I am considering homology and cohomology with integer coefficients.
For singular homology of a topological space $X$, we know that $H_0(X)$ is free on the number of path-components of $X$, and $\widetilde H_0(X)$ (corresponding to the homology of the augmented chain complex $\dots \to C_1(X) \to C_0(X) \to \mathbb{Z} \to 0$, where the map $\epsilon : C_0(X) \to \mathbb{Z}$ sends generators $\sigma$ to $1\in \mathbb{Z}$) satisfies the formula $H_0(X) \cong \widetilde{H}_0(X) \oplus \mathbb{Z}$.
My questions are regarding singular cohomology. First, is the group $H^0(X)$ always (or ever) a free abelian group? Maybe if $X$ has finitely many components it is free? What about $\widetilde{H^0}(X)$? (Where $\widetilde{H^0}(X)$ is the degree 0 cohomology of the dual of the augmented complex $\dots \to C_1(X) \to C_0(X) \to \mathbb{Z} \to 0$) Is $\widetilde{H^0}(X)$ ever (or always?) free?
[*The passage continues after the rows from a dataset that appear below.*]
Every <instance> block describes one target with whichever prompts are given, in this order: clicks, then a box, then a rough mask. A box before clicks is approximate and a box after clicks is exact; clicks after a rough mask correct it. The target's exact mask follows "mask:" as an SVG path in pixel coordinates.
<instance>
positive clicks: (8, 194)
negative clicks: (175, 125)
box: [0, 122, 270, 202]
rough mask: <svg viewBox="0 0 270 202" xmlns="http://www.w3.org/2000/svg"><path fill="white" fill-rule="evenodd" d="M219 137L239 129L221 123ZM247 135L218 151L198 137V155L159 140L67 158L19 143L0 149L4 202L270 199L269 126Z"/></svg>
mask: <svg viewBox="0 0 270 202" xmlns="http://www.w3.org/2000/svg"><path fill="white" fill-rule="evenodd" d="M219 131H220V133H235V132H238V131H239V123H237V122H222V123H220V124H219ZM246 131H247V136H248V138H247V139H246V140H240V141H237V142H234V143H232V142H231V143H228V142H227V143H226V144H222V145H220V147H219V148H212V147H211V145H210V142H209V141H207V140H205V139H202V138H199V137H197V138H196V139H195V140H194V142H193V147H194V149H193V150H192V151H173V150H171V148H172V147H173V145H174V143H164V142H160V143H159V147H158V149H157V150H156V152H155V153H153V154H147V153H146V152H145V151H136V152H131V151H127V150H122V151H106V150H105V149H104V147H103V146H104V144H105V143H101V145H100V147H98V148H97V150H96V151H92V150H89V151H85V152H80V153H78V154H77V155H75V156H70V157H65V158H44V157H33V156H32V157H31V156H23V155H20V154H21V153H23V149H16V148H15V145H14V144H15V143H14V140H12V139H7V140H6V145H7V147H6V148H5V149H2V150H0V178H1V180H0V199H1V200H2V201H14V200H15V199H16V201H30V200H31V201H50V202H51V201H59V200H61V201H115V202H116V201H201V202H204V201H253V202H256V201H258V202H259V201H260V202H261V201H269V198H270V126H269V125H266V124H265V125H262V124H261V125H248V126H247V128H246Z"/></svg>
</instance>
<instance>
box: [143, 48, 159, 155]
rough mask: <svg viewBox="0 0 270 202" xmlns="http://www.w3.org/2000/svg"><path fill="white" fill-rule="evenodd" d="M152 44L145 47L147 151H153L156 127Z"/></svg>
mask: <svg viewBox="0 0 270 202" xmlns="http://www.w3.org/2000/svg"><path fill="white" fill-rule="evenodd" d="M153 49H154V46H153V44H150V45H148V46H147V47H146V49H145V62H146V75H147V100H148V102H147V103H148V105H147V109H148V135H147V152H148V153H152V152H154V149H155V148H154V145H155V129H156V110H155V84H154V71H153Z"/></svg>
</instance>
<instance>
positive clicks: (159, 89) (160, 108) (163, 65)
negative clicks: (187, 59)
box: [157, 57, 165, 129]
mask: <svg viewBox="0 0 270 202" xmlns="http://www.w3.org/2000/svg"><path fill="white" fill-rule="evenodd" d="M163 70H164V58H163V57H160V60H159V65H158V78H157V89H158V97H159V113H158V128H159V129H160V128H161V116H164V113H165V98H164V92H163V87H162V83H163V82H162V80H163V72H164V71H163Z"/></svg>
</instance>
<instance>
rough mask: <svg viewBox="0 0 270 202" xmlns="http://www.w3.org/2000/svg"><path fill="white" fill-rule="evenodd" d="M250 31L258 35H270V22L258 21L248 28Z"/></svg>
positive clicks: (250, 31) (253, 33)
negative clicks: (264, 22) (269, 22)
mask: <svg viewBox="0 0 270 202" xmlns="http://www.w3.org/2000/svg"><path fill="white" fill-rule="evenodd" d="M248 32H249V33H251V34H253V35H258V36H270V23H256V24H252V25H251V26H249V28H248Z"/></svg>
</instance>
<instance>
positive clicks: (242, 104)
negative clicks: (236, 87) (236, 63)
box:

My second question is whether the formula $H^0(X) \cong \widetilde {H^0}(X) \oplus \mathbb{Z}$ holds in general, or at least possibly for spaces $X$ with finitely many path components. I can show using a long exact sequence of homology that there is an exact sequence $0 \to \mathbb{Z} \to H^0(X) \to \widetilde{H^0}(X) \to 0$, but I am not sure if this sequence splits or not (since I don't know if $\widetilde{H^0}(X)$ is free).
Thanks for input on this, I think it is probably a dumb question, but I can't seem to figure it out. I think $\widetilde{H^0}(X)$ is "functions which are constant on path components, modulo constant functions", so intuitively it seems like $\widetilde{H^0}(X)$ could be free. On the other hand, I think $C^0(X) = \hom(C_0(X),\mathbb{Z}) \cong \prod \hom(\mathbb{Z},\mathbb{Z}) \cong \prod \mathbb{Z}$ may not usually be free, so it seems like $H^0(X)$ might not be free.